Fueron pasando los años, y la figura de Masianet fué perdiendo contornos al desmayar de boca en boca el relato de su crimen.

Nadie volvió a saber de él… Hasta que una noche de cincuenta inviernos después, un hombre llamaba a la puerta del convento franciscano de Monóvar, que, engarzado en los tapiales de una solitaria plazuela, luce en su fachada setecentista las armas fundacionales de Pastrana y de Híjar.

— ¿Qué desea, hermano, a estas horas y en una noche tan mala?

— Confesión para un moribundo.

— Pase y espere.

Y el lego portero, sonando llaves, hundió su figura venerable en las sombras de un claustro penitente que ceñía, en la oración de su silencio, un patio con cipreses y sepulturas. Momentos después, volvió a aparecer con un fraile alto, viejo, encorvado y con blanca barba bíblica. Era un padre trasladado a Monóvar desde una comunidad lejana hacía algunos años y que gozaba de gran prestigio en la Orden por su humildad, por su vida penitente y porque siempre pedía realizar los servicios que ofrecieran más peligros y penalidades.

— Vamos — dijo sin levantar los ojos del suelo, ni preguntar a dónde ni cómo le llevaban.

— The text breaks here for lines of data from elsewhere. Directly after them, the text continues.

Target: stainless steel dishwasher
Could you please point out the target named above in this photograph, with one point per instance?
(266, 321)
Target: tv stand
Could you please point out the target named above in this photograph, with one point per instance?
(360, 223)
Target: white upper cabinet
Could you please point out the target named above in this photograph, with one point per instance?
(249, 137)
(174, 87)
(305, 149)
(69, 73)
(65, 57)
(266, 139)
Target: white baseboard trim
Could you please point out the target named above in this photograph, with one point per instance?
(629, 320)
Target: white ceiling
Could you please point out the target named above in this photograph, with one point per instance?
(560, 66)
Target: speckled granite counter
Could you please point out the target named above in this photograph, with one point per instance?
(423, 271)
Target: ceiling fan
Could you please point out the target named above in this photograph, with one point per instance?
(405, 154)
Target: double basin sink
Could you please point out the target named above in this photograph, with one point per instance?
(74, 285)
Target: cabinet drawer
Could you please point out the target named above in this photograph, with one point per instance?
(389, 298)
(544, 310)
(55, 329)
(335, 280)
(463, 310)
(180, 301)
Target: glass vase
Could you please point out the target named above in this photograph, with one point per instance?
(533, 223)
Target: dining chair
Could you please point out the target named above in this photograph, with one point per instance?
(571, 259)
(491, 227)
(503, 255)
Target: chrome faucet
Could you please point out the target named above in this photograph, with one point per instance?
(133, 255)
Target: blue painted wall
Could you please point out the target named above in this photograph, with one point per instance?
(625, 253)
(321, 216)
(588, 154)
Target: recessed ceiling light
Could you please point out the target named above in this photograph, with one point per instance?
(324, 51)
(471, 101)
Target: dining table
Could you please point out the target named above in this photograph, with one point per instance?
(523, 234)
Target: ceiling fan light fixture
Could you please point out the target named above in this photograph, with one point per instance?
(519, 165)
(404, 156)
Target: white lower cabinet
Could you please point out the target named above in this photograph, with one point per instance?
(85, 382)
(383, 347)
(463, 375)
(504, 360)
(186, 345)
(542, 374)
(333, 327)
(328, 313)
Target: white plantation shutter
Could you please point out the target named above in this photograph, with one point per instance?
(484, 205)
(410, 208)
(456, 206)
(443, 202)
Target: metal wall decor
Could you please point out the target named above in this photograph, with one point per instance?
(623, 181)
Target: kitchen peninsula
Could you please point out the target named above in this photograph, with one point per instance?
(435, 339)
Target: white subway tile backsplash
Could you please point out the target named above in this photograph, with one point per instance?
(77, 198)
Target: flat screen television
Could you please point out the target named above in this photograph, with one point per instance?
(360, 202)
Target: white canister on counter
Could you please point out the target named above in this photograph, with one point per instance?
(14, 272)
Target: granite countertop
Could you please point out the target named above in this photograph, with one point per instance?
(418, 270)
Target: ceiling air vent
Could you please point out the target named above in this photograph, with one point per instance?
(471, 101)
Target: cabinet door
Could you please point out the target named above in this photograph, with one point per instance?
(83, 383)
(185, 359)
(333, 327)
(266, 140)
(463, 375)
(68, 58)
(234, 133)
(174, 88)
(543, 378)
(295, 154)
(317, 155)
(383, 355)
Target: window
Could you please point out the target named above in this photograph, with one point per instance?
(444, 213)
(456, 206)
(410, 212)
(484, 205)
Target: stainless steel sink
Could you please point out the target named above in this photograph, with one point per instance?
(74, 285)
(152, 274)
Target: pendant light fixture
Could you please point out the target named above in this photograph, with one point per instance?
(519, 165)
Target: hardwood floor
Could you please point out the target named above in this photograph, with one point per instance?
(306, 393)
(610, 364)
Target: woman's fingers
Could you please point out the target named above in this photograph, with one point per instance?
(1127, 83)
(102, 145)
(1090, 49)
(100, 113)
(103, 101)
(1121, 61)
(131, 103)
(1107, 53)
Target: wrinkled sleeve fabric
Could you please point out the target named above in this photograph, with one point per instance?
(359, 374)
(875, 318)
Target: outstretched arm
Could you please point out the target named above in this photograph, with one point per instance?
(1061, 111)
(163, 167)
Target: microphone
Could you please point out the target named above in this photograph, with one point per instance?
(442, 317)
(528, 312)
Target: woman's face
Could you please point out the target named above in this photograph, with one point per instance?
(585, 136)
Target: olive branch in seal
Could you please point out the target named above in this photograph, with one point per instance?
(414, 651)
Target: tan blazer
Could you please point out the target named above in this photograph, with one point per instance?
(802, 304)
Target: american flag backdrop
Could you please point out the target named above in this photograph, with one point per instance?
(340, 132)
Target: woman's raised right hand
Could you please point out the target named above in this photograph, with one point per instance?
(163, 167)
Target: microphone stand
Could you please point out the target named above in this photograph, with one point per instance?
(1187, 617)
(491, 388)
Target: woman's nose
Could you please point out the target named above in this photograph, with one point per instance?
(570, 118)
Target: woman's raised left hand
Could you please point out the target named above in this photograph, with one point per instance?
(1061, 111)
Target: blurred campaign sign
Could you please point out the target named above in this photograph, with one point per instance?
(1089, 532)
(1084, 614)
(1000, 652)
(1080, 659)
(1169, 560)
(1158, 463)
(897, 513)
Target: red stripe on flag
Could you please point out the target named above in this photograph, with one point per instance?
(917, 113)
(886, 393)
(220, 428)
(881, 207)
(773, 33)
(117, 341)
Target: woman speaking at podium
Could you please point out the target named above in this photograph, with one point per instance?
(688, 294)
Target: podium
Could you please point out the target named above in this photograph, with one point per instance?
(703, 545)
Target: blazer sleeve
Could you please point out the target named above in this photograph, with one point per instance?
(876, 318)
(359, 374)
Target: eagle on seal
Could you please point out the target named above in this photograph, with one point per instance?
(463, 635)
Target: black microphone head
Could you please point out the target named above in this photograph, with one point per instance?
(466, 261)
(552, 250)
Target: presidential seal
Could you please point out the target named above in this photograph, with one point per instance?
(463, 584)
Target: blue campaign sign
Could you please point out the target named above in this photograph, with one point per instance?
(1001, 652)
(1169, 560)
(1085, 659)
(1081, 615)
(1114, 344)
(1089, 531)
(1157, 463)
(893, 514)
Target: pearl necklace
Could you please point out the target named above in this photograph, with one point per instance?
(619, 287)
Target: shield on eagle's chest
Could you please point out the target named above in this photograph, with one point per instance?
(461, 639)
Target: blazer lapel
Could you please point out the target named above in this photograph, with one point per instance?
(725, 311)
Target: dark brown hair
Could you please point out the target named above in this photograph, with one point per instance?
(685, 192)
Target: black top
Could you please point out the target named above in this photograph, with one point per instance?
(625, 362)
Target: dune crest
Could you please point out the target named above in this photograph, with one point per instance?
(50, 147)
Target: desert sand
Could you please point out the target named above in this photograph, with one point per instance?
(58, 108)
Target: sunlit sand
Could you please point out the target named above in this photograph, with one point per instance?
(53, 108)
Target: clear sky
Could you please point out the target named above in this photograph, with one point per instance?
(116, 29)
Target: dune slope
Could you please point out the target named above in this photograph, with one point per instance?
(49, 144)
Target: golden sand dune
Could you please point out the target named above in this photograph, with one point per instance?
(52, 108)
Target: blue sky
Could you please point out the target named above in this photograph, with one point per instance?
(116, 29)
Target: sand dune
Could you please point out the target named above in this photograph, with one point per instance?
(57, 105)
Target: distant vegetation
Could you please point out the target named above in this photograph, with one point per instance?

— Taciturno y silencioso, con la capucha calada hasta los ojos y las manos metidas en las bocamangas del hábito, empezó a caminar detrás del solicitante. Hacía una noche horrible, una noche como aquella del crimen de Masianet. El aire, huracanado y frío, metía rejones de hielo en las carnes ateridas; gemía en los aleros.

La lluvia, encharcándolo todo, calaba las ropas, esmerilaba las callejas solitarias y decía su cantar sombrío que llevaba el viento Dios sabe al martirio de qué alma atormentada. A medida que caminaba, el fraile iba clavando sus uñas en la carne hasta hacerla sangrar.  Al llegar a la esquina en que Masianet mató a un hombre, su cuerpo ochentón hubo de apoyarse en la pared.

— ¿Se cansa, padre?

— No, no es nada.

— Ya llegamos. Es aquí.

— Y tres casas más arriba, el desconocido metió al fraile hasta el lecho en que agonizaba un hombre joven apuñalado. La cara del moribundo era la misma del hombre a quien mató Masianet, pues era su hijo. El franciscano le oyó en confesión y escuchó de sus labios el relato de la pendencia tenida allí en la esquina misma y que le costaba la vida. Después de una hora, el fraile salió. Pidió que nadie le acompañara al convento. Al llegar a la esquina en que Masianet mató a un hombre, vio dos mozos riñendo navaja en mano. Se interpuso para separarles. Y quedó muerto de un navajazo…

En el patio franciscano del convento de Monóvar estuvo durante muchos años la sepultura de este fraile que fue en el siglo el mozo Masianet. En la esquina dramática de la calle que hoy lleva su nombre, una cruz de madera. Y. . . colorín, colorado este cuento se ha acabado.